The distributed systems I advocate are shared-nothing systems: collections of machines connected by a network. The network is the sole communication channel; I assume each machine has its own disk, and one machine can’t access another’s resources except by making requests over the network. This shared-nothing architecture is dominant for internet services because it’s cost-effective using commoditized cloud infrastructure and achieves high reliability through redundancy. However, this reliance on the network introduces unreliability. The internet is an asynchronous packet network. A node can send a message1 to another in this model, but the network provides no guarantees about its delivery. Many things can go wrong when you send a request and expect a response. Your request packet may be lost in transit2. Your request may be waiting in a queue and will be delivered later3. The remote node may have crashed, been powered down, or become otherwise unavailable. The remote node may have paused4 but will resume responding later. The remote node may have processed your request, but the response packet was lost on its way back. The remote node may have processed the request, but the response has been delayed in transit.
Persistent network unreliability is so fundamental that it tops Peter Deutsch’s list of “Eight Fallacies of Distributed Computing.” This is unsurprising, as distributed programs’ reliance on shared network channels defines them. Distributed computing revolves around the (im)possibilities of computation under varying network conditions.
For instance, the FLP impossibility result demonstrates the inability to guarantee consensus in an asynchronous network5 with one faulty process. Basic operations such as modifying the set of machines in a cluster6 aren’t guaranteed to complete in the event of network asynchrony and individual server failures. The implications aren’t simply academic: these impossibility results have motivated a proliferation of systems. Under a more reliable network that guarantees timely message delivery, FLP no longer holds. These impossibility results have spurred system development. By making stronger guarantees about network behavior, we can circumvent the programmability implications of these impossibility proofs.
The degree of reliability circumscribes the kinds of operations that systems can reliably perform without waiting. Some claim that networks are reliable and that we’re too concerned with designing for theoretical failure modes. This would make extensive failure-mode design unnecessary. Others surmise differently - James Hamilton of AWS summarizes, “Network partitions should be rare but net gear continues to cause more issues than it should.” So who’s right?
A key challenge is the privation of evidence.
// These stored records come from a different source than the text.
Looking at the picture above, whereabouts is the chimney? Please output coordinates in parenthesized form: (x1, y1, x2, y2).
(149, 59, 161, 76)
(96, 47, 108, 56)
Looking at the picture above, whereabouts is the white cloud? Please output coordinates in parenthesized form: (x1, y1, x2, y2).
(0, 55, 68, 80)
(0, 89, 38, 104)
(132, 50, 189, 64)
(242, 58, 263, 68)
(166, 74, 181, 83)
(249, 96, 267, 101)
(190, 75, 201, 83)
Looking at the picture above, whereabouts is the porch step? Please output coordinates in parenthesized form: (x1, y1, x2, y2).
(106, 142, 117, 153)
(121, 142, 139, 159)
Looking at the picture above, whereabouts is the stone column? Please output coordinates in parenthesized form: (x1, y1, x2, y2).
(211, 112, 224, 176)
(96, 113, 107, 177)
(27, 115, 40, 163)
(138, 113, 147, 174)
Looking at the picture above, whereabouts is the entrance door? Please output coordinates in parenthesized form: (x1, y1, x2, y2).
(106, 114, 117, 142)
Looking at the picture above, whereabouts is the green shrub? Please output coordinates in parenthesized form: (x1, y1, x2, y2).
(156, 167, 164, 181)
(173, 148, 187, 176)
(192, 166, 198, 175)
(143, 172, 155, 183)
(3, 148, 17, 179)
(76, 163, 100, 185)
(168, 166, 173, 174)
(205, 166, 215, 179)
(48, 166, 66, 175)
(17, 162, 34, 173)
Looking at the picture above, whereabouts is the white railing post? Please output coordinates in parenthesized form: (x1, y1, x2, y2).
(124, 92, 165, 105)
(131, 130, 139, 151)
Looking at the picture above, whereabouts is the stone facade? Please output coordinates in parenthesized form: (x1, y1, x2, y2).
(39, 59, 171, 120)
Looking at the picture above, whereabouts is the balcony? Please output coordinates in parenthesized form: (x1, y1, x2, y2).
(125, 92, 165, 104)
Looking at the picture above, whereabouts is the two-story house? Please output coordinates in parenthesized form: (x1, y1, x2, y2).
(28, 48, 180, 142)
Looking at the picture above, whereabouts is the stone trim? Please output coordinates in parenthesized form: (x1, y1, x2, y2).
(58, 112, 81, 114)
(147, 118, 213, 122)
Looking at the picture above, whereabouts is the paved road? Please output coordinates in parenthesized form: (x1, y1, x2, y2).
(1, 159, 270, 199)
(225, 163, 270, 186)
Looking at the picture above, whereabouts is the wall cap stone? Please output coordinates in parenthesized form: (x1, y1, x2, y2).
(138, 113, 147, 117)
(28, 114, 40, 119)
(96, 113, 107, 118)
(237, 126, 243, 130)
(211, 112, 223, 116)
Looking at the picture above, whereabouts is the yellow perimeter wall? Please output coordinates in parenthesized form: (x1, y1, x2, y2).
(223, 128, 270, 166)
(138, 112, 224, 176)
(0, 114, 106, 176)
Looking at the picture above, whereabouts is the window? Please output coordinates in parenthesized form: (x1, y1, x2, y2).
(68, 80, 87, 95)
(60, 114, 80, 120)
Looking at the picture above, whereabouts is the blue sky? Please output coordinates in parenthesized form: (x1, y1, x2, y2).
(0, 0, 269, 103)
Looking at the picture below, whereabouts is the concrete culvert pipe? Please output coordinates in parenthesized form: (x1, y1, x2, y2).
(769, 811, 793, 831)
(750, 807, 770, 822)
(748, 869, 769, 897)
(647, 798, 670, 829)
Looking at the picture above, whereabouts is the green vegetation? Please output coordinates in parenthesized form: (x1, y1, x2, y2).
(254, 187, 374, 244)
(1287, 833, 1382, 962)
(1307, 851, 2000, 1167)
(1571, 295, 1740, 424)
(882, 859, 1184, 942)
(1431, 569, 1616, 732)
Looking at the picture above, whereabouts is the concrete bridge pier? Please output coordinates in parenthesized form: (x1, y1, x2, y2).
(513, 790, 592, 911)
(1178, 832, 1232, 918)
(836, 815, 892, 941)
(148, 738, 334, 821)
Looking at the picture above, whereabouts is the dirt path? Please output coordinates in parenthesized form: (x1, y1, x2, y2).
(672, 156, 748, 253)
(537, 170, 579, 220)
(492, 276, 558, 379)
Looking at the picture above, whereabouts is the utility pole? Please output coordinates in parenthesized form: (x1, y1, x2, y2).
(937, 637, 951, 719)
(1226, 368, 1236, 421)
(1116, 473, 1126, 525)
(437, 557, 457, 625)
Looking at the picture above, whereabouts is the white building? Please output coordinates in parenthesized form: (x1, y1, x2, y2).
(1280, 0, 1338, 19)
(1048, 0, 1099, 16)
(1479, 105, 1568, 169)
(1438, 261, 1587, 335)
We have few normalized bases for comparing application reliability and even less data. We can track packet loss, but the end-to-end effect on applications is far more elusive. The evidence is difficult to generalize: it’s deployment-specific and tied to particular vendors and topologies. Organizations share specifics about their network’s behavior. Finally, distributed systems resist failure, which means that noticeable outages depend on complex interactions of failure modes. Applications silently degrade when the network fails, and the resulting problems may not be understood for some time.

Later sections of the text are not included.